Defrosting North Polar Dunes

Each spring as the sun comes up over the polar regions, the seasonal frosts that have accumulated there during winter begin to sublimate away.

Dunes are among the first features to show spots and streaks resulting from the defrosting process. Unknown is whether the dark spots and streaks are sand (from the dune) that has been mobilized by wind, or frost that has become disrupted and coarse-grained (coarse grains of ice can look darker than fine grains).

This Mars Global Surveyor (MGS) Mars Orbiter Camera (MOC) image shows north polar dunes near 76.6°N, 255.9°W in early spring. The image, acquired in June 2002, is 3 km (1.9 mi) across. Sunlight illuminates the scene from the lower left.

Here is a natural color image of Jupiter. Shown to the lower right is the massive Giant Red Spot or storm of gasses that constantly rotates around the planet and is believed to be 300 years old. This storm is almost the size of 3 Earths.

It is the largest planet in our solar system and is the first gaseous planet as we move from the Sun past Mars.

It has 28 moons of which Io is the closest to the planet and is tidally torn constantly having violent volcanic eruptions. The icy Europa is one of Jupiter’s moons which shows a thick 2 mile or greater ice covering with liquid water beneath. It is a possible target to explore for life in our solar system.

The sixth planet from the Sun, Saturn, is the second largest planet in our solar system.

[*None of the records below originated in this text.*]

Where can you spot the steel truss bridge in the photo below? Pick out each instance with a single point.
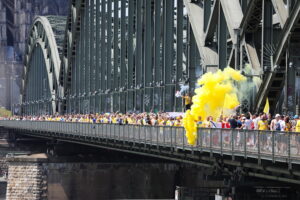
(262, 154)
(132, 55)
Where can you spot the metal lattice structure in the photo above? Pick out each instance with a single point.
(133, 55)
(42, 65)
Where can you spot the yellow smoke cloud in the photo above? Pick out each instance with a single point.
(217, 93)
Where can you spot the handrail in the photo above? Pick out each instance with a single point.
(275, 146)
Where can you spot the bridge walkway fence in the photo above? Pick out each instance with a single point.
(262, 145)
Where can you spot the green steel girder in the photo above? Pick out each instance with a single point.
(113, 69)
(42, 66)
(133, 55)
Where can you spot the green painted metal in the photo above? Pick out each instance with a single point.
(133, 55)
(42, 66)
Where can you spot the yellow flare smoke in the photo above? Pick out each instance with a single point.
(217, 93)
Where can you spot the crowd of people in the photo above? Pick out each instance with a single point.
(243, 121)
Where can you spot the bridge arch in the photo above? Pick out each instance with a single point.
(40, 89)
(111, 63)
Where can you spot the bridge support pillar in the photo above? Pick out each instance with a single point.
(27, 177)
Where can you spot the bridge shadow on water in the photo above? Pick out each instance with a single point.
(77, 171)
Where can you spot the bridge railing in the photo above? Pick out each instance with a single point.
(269, 145)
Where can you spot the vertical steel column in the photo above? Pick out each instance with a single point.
(207, 13)
(82, 61)
(78, 67)
(130, 57)
(116, 105)
(179, 52)
(267, 34)
(98, 53)
(148, 70)
(191, 58)
(158, 97)
(222, 39)
(168, 55)
(138, 57)
(108, 59)
(87, 57)
(122, 58)
(92, 56)
(103, 55)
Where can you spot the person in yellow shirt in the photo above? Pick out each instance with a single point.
(297, 124)
(263, 124)
(169, 122)
(187, 101)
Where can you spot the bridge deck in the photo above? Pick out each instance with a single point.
(260, 145)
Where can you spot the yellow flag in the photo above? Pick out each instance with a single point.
(267, 107)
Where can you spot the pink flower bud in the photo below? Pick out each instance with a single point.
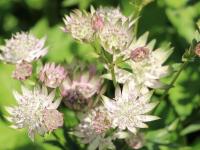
(52, 75)
(139, 54)
(53, 119)
(22, 71)
(97, 22)
(197, 49)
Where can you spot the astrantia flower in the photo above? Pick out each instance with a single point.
(93, 133)
(79, 91)
(78, 24)
(52, 75)
(22, 47)
(115, 37)
(146, 63)
(22, 71)
(110, 14)
(197, 49)
(128, 109)
(35, 111)
(136, 141)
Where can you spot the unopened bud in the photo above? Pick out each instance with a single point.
(197, 49)
(139, 54)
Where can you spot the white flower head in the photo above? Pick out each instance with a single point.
(128, 109)
(110, 14)
(22, 71)
(22, 47)
(78, 91)
(33, 109)
(79, 25)
(116, 37)
(52, 75)
(92, 132)
(146, 63)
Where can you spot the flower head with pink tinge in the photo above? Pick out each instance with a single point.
(35, 111)
(22, 47)
(128, 109)
(52, 75)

Its intricate ring system has fascinated astronomers for centuries.

The rings are made of ice and rock particles--some as big as houses--that were probably pieces of comets or asteroids that broke up before they reached the planet.

At least 30 moons orbit Saturn. The largest, Titan, exceeds the size of the planets Mercury or Pluto and wraps itself in a dense, nitrogen-rich atmosphere reminiscent of the early Earth's atmosphere.

Uranus, the third largest planet in our solar system, may be the strangest because it spins on its side.

That severe tilt to its rotational axis may result from a great collision long ago.

As the seventh planet from the Sun, Uranus takes 84 years to complete an orbit.

It is a "gas giant" with no solid surface.

It may have a small, silicate-rich core, but most of its gas consists of water, ammonia and methane. The methane gas above the cloud layers gives it a blue-green color.

Neptune orbits about 30 times as far from the Sun as Earth does. It takes about 165 years to complete each loop.

Most of the time, it is the eighth planet from the Sun, but because of Pluto's odd-shaped orbit, Neptune is actually the farthest out of the nine planets for about 20 years out of every 248 years.

Like the other three "gas giant" planets -- Jupiter, Saturn and Uranus -- Neptune has no solid surface. Its atmosphere contains hydrogen and helium with enough methane to give it a bluish tint.

Winds on Neptune blow faster than on any other planet.

The discoveries of Neptune and its largest moon, Triton, came less than a month apart in 1846. Mathematicians had accurately predicted where Neptune could be discovered, based on its gravitational effect on Uranus.

Taking 248 years to orbit the Sun, Pluto is the smallest and most distant planet from the Sun.

Its diameter is only about two-thirds that of our Moon's.

Pluto is sometimes considered a double planet system because its moon, Charon, is about half Pluto's size, making Charon the largest satellite in the solar system in proportion to the size of its planet.

This distant planet is the only one in our solar system yet to be visited by spacecraft, but NASA is exploring the possibility of such a mission.